Sand: Omnibus Edition

Hap seemed to mull this over. He grunted. Was probably upset he hadn’t come up with it first.

 

“You’re sure we’re gonna get paid for this dive?” Palmer asked, keeping his voice down. He fought the urge to dig after the sand in his ear, knowing it would just make it worse. “I don’t wanna get stiffed like last time.”

 

“Fuck no, these guys have a certain code.” Hap slapped him on the back of the neck, sand and sweat mixing to mud. “Relax, Your Highness. We’re gonna get paid. A quick dive, some sand in our lungs, and we’ll be sipping iced drinks at the Honey Hole by Sunday. Hell, I might even get a lap dance from your mom.”

 

“Fuck off,” Palmer said, knocking his friend’s arm away.

 

Hap laughed. He slapped Palmer again and slowed his pace to share another joke about Palmer’s mom with the others. Palmer had heard it before. It got less funny and grew more barbs every time. He walked alone in silence, thoughts flitting to his wreck of a family, the sweat on the back of his neck cooling in the breeze as it gathered sand, that iced drink at the Honey Hole not sounding all that bad, to be honest.

 

 

 

 

 

2 ? The Belt of the Gods

 

 

They arrived at the camp to find a tall fire burning, its beating glow rising over the dunes and guiding the men home in a dance of shadows. There were manly reunions of slapped backs and shoulders held, sand flying off with each violent embrace. The men stroked their long beards and swapped gossip and jokes as though they’d been apart for some time. Packs were dropped to the ground, canteens topped from a barrel. The two young divers were told to wait by the fire as some of the others ambled toward a gathering of tents nestled between steep dunes.

 

Palmer was thankful for the chance to sit. He shrugged off his dive pack and arranged it carefully by the fire. Folding his aching legs beneath him, he sat and leaned against the pack and enjoyed the flickering warmth of the burning logs.

 

Hap settled down by the fire with two of the men he’d been chatting with during the hike. Palmer listened to them argue and laugh while he gazed into the fire, watching the logs burn. He thought of his home in Springston, where it would be a crime to fell a tree and light it on fire, where coals of hardened shit warmed and stunk up homes, where piped gas would burn one day but then silently snuff out a family in their sleep the next.
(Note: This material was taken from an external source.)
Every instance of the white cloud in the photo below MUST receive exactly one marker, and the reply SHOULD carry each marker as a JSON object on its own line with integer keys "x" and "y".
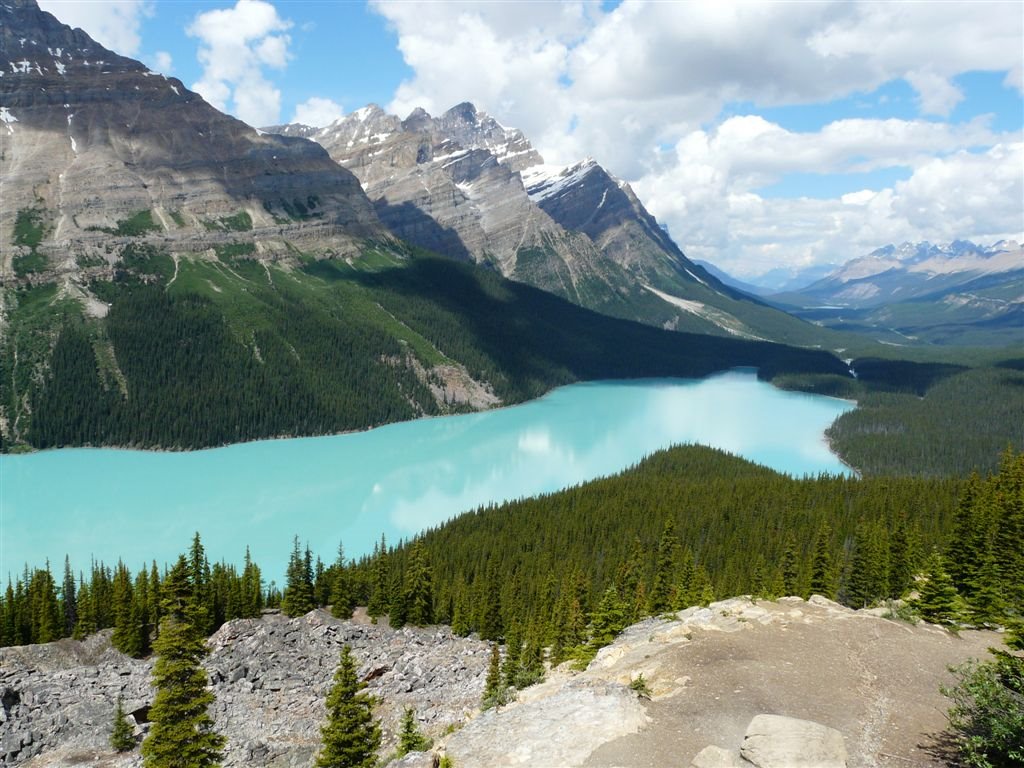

In the wastes, such things didn’t matter. The scattered groves were there to be razed. The occasional animal to be eaten. Bubbling springs lapped up until they were dry.

 

Palmer wiggled closer to the flames and held out his palms. The sweat from the hike, the breeze, the thoughts of home had turned him cold. He smiled at an eruption of voices that bravely leapt through the tall flames. He laughed when the others laughed. And when his twisting stomach made noises, he lied and said it was because he was hungry. The truth was that he had a very bad feeling about this job.

 

To start with, he didn’t know any of these men. And his sister had warned him of the savages he did know, much less those strange to him. Hap had vouched for the group, whatever that was worth. Palmer turned and watched his friend share a joke in the firelight, his face an orange glow, his arms a blur of enthusiasm. Best friends since dive school. Palmer figured they would go deeper for each other than anyone else across the sands. That made the vouch count for something.

 

Beyond Hap, parked between two steep dunes, Palmer saw two sarfers with their sails furled and masts lowered. The wind-powered craft rocked on their sleek runners. They were staked to the sand but seemed eager to race off somewhere, or perhaps Palmer was projecting. He wondered if after this job, maybe these guys would give him and Hap a ride back into town. Anything to avoid the night hikes and the bivouacking in the lee of blistering dunes.

 

A few of the men who had hiked with them from Springston dropped down and joined the loose circle around the fire. Many of them were old, in their late forties probably, more than twice Palmer’s age and about as long as anyone was meant to last. They had the leather-dark skin of nomads, of desert wanderers, of gypsies. Men who slept beneath the stars and toiled under the sun. Palmer promised himself he would never look like that. He would make his fortune young, stumble on that one cherry find, and he and Hap would move back to town as heroes and live in the shade. A dune of credits would absolve old sins. They would open a dive shop, make a living selling and repairing gear, equipping the unlucky saps who risked their lives beneath the sand. They would see steady coin from the fools chasing piles of it. Chasing piles just as he and Hap were right then.

 

A bottle was passed around. Palmer raised it to his lips and pretended to drink. He shook his head and wiped his mouth as he leaned to the side to pass the bottle to Hap. Laughter was thrown into the fire, sending sparks up toward the glittering heavens.